Answering some of the generic questions:
Are Jumbo Frames an unquestionable requirement?
For FCoE it's somewhat irrelevant, as the FCoE frames are handled differently, their own default MTU is 2148 (frame size). You can do larger, but as with jumbo frames in general there's minimal benefit. An FCoE capable switch will just handle this.
Is it better for these modules to sit in the aggregation layer or access layer in case there's a future need to tie them together (as we have an L2 access layer not directly tied to one another with L2 adjacencies between pairs of access switches that traverse the agg switches).
Access really is the main place to use FCoE, replacing HBA's and edge FC switches with CNA's and 10g "converged ethernet" switches. Replacing distribution and core with FCoE can make sense when bandwidth needs justify it (or new build that has to run FC).
This is probably your sticking point actually, if you're not doing 10g to the machine you're almost certainly going to be very underwhelmed with the performance you'll get.
(Extra credit) Is FCoE the better choice over iSCSI?
Depends on what you're doing, almost certainly not, and there may be better options than either.
At a previous job we had a nice design using NFS (storage was NetApp's) where OS volumes were stored on a shared volume between the VM hosts (as normal), but data was individual NFS volumes, shared or separate as appropriate for the host, worked well in our environment as it was one group of admins managing ops from the app down to the hardware (well, its config, rack-n-stack, swaps, etc. was smarthands). Combined with NetApp's snapshots & snapmirror this made backup and restores trivial.
L2 Access is often needed when autonomous wireless access points are deployed across multiple switches, thus allowing users to roam from AP to AP without having to get new addresses. Current controller based wireless solutions tunnel the user traffic to a central drop-off point, so wireless APs can be connected in any subnet so long as they can communicate with the controller.

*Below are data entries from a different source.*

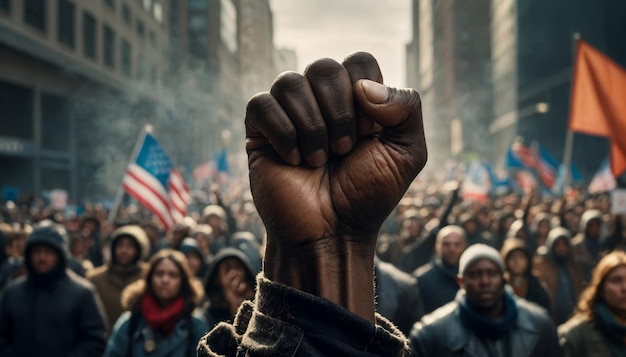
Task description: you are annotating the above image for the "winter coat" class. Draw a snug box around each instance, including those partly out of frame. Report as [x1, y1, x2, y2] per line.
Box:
[558, 316, 614, 357]
[204, 247, 258, 328]
[374, 259, 424, 333]
[198, 275, 408, 357]
[104, 311, 208, 357]
[533, 227, 583, 321]
[501, 238, 551, 312]
[0, 227, 106, 357]
[572, 210, 622, 285]
[409, 292, 563, 357]
[415, 259, 459, 314]
[87, 226, 150, 333]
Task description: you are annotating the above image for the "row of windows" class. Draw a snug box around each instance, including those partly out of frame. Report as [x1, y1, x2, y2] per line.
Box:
[0, 0, 158, 52]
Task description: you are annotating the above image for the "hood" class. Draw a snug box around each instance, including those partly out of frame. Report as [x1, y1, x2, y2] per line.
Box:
[111, 225, 150, 261]
[506, 219, 524, 238]
[24, 221, 70, 274]
[545, 227, 572, 257]
[204, 247, 257, 289]
[500, 238, 532, 274]
[0, 229, 7, 267]
[178, 237, 206, 262]
[200, 205, 228, 223]
[578, 209, 603, 236]
[530, 212, 552, 232]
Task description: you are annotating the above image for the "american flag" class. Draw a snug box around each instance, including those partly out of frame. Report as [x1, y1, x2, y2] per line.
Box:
[123, 133, 191, 230]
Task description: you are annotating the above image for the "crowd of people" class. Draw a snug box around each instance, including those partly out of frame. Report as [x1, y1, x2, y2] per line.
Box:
[0, 53, 626, 357]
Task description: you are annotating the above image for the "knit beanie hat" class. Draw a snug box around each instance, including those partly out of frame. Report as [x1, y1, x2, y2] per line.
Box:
[459, 244, 504, 277]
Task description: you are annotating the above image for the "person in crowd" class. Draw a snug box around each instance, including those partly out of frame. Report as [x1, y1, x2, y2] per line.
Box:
[384, 209, 424, 265]
[69, 232, 94, 275]
[198, 52, 427, 357]
[572, 209, 623, 283]
[0, 224, 106, 357]
[200, 205, 232, 255]
[558, 251, 626, 357]
[396, 185, 460, 274]
[191, 224, 213, 260]
[533, 227, 583, 325]
[410, 244, 562, 357]
[374, 257, 424, 334]
[80, 215, 104, 267]
[458, 212, 494, 246]
[501, 238, 551, 311]
[87, 225, 150, 334]
[414, 225, 467, 314]
[204, 247, 258, 328]
[178, 237, 208, 281]
[104, 248, 208, 357]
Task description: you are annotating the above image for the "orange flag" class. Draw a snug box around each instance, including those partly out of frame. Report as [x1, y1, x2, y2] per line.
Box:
[569, 40, 626, 176]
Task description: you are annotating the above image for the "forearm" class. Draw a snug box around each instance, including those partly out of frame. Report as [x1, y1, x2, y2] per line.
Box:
[263, 236, 375, 322]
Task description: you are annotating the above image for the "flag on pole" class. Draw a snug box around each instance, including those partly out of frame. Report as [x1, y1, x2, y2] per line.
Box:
[123, 133, 191, 230]
[569, 40, 626, 176]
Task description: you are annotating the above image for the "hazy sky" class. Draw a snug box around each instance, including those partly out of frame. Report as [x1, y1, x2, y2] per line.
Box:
[271, 0, 412, 86]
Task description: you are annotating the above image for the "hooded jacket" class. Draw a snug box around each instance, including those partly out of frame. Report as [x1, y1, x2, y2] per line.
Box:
[501, 238, 550, 311]
[204, 247, 257, 329]
[178, 237, 208, 278]
[88, 225, 150, 332]
[409, 291, 562, 357]
[533, 227, 583, 323]
[374, 258, 424, 334]
[0, 225, 106, 357]
[572, 209, 622, 284]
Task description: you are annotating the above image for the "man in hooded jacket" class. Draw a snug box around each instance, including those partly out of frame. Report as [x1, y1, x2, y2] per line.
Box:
[572, 209, 623, 283]
[0, 225, 106, 357]
[87, 225, 150, 333]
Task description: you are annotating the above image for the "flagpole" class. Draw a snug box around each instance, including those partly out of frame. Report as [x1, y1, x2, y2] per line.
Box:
[563, 32, 580, 189]
[107, 124, 152, 223]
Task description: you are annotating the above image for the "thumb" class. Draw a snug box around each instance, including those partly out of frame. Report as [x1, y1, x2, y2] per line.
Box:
[354, 79, 427, 159]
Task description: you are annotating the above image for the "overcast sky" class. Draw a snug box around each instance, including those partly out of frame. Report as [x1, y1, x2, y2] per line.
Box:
[271, 0, 412, 86]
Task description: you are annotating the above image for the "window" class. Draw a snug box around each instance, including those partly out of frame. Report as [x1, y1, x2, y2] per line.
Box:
[58, 0, 76, 48]
[104, 25, 115, 68]
[137, 53, 146, 81]
[24, 0, 47, 32]
[137, 19, 146, 38]
[83, 12, 97, 59]
[122, 40, 132, 77]
[122, 4, 132, 26]
[0, 0, 11, 12]
[148, 30, 157, 49]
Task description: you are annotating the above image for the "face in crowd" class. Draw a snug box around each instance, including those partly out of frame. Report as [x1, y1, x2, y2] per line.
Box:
[461, 259, 504, 311]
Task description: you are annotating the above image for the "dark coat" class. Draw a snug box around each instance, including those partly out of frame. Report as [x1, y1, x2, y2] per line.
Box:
[558, 316, 626, 357]
[415, 260, 459, 314]
[87, 226, 150, 332]
[374, 259, 424, 334]
[198, 278, 406, 357]
[409, 290, 563, 357]
[0, 228, 106, 357]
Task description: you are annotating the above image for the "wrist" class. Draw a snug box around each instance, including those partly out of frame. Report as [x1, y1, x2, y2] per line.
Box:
[263, 235, 376, 322]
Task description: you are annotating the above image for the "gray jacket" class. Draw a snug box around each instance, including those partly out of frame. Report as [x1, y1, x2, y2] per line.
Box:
[409, 292, 563, 357]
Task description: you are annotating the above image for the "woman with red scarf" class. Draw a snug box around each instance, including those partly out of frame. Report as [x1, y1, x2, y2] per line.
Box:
[104, 249, 208, 357]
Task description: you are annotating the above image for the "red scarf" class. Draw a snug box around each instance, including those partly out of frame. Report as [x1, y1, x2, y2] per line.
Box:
[141, 294, 184, 336]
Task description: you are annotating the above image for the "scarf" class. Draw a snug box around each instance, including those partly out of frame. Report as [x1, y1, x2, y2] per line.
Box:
[141, 294, 184, 336]
[594, 302, 626, 346]
[457, 289, 518, 339]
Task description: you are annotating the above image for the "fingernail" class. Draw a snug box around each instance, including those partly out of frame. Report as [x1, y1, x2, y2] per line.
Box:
[335, 136, 352, 155]
[361, 79, 389, 104]
[287, 148, 302, 165]
[309, 149, 326, 167]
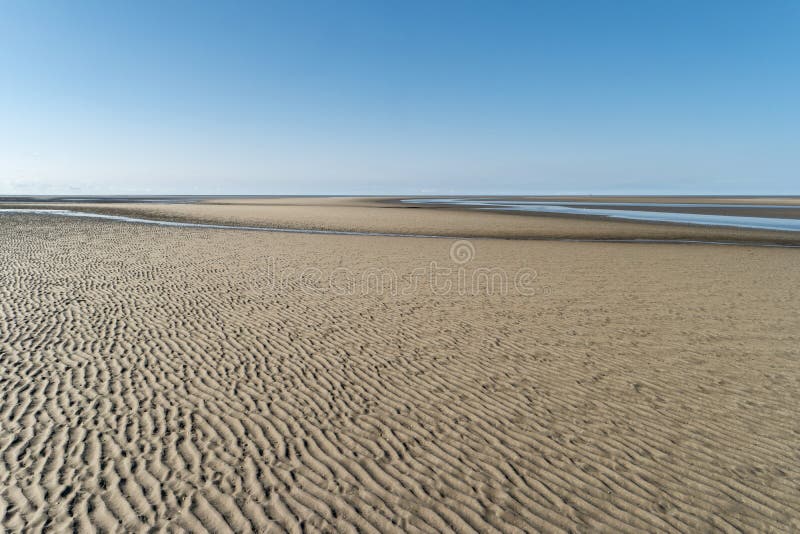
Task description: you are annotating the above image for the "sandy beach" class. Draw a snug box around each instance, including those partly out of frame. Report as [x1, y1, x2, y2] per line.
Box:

L3 in the access layer works well when there's no need for devices connected to multiple switches to access the same subnet/broadcast domain. It eliminates the need for loop prevention (STP) and VLAN trunking configuration (such as Cisco VTP or manual VLAN configuration).

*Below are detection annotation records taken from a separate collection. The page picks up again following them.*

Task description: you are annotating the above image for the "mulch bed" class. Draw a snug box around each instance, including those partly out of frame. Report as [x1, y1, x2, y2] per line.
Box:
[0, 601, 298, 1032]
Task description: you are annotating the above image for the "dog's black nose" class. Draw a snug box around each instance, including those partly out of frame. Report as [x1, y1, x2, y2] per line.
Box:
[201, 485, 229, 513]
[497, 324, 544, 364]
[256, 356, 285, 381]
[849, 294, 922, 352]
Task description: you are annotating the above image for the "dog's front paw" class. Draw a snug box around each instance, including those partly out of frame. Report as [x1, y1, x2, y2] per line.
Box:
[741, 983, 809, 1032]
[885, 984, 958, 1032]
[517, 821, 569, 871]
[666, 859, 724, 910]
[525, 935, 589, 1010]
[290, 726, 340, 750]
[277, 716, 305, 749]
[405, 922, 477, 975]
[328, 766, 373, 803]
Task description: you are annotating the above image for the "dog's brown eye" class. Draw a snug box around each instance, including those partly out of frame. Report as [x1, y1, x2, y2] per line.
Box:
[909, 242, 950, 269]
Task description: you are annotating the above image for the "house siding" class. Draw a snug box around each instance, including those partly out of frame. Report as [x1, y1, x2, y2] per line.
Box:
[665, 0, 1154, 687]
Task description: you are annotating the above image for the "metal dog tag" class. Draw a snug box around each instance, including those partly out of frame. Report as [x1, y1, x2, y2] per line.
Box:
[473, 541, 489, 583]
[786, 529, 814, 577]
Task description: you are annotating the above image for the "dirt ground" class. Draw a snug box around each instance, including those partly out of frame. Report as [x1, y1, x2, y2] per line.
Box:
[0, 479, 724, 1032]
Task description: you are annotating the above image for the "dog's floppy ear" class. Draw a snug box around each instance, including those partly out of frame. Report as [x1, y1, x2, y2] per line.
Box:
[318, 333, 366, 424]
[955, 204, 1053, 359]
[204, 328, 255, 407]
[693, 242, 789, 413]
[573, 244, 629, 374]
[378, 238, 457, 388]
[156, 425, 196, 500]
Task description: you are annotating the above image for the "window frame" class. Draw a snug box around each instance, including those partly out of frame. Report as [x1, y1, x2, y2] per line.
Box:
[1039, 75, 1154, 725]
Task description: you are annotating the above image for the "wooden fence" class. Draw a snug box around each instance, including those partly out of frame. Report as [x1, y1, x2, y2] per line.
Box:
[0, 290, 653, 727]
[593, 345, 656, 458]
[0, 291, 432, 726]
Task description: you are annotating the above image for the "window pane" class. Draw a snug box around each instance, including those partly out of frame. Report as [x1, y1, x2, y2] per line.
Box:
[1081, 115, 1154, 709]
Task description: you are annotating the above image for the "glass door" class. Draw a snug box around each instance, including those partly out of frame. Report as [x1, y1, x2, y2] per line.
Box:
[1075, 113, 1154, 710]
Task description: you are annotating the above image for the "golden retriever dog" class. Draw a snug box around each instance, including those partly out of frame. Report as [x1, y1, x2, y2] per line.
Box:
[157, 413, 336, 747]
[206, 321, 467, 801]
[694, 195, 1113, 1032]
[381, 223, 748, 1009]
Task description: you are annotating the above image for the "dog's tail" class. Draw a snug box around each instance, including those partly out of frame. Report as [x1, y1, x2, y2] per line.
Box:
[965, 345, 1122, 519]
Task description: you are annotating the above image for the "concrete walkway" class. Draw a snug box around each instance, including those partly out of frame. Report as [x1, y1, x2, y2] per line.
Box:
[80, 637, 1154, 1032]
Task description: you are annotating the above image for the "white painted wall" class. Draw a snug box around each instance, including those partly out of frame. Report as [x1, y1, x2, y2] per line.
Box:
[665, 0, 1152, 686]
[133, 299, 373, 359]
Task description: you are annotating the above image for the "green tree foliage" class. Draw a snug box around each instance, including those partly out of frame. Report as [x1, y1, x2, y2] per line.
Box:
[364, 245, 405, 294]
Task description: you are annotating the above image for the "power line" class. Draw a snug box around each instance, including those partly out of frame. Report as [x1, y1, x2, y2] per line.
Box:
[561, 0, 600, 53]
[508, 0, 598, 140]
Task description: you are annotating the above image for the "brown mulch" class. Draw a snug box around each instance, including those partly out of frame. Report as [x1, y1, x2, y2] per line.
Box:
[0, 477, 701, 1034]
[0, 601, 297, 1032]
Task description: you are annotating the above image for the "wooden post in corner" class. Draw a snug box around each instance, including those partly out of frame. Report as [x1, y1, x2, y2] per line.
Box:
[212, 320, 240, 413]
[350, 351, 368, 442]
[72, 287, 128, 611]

L3 access layers do add their own requirements for protocols and configuration. Unless you want to do static routing you have to take on configuration of a dynamic routing protocol such as such as OSPF (standard) or EIGRP (Cisco).
In L3 access networks with dynamic routing it is also a good idea to summarize or tune advertised routes between layers of the network. For example, you can advertise only a default route from the Aggregation layer to the Access layer to limit the number of routes a simple access switch must learn and maintain. Turning off auto summarization on the Access switches can also help prevent a misconfiguration from causing one switch to advertise routes it should not. Auto summarization is disabled by default on many current software revisions, but is worth verifying for your switch and software version.

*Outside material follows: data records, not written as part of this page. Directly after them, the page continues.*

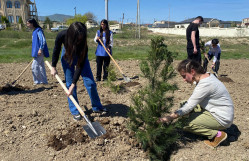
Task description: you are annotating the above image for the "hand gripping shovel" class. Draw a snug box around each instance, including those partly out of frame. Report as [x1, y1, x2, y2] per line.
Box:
[204, 53, 218, 78]
[11, 59, 34, 86]
[99, 39, 131, 82]
[45, 61, 106, 139]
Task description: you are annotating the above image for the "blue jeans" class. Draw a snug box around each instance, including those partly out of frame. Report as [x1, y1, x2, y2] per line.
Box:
[31, 54, 48, 84]
[61, 47, 103, 115]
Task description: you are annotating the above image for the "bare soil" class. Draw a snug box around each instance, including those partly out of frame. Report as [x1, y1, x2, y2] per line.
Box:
[0, 59, 249, 161]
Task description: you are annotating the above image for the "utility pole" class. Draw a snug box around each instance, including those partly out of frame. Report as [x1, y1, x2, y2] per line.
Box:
[105, 0, 108, 21]
[138, 0, 140, 39]
[168, 6, 170, 28]
[135, 0, 140, 39]
[121, 13, 124, 28]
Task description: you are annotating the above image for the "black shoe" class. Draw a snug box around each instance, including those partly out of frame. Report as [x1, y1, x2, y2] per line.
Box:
[92, 108, 108, 113]
[73, 114, 82, 121]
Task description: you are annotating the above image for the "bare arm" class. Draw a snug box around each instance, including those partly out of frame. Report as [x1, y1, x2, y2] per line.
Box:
[191, 31, 197, 54]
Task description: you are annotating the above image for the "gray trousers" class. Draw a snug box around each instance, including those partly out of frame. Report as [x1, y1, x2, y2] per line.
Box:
[31, 54, 48, 84]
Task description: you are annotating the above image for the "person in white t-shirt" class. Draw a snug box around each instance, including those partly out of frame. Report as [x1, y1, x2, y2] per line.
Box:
[158, 59, 234, 148]
[203, 39, 221, 74]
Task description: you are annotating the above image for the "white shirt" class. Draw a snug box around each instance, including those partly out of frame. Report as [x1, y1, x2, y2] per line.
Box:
[205, 41, 221, 63]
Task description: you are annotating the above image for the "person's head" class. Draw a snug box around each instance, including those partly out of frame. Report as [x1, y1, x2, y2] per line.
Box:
[177, 59, 205, 84]
[212, 39, 219, 48]
[27, 18, 41, 29]
[64, 22, 88, 66]
[100, 19, 109, 32]
[100, 19, 110, 46]
[194, 16, 204, 25]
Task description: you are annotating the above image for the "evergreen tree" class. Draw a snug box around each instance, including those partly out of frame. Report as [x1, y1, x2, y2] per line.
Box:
[128, 37, 179, 160]
[66, 14, 87, 25]
[44, 17, 52, 29]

Finally, access layer diameter is a factor in choosing L2 or L3. If you want to daisy-chain one access switch off another (where one switch does not connect directly to aggregation) you may need expanded features to run dynamic routing. In Cisco switches you need a more advanced IOS license to run EIGRP in non-Stub mode, allowing it to advertise routes it learned from another switch to the rest of the network.
Best Answer
VPLS, AToM, and L2TP are also additional ways to glue ports together that land on distant routers. Some of them require MPLS on all the in-between routers, but L2TP(v3 in particular) does not require anything besides ip routing on the intermediary routers. Basically, they glue together two remote router ports, and can usually pass spanning tree, etc, since they're not acting as switches in this regard.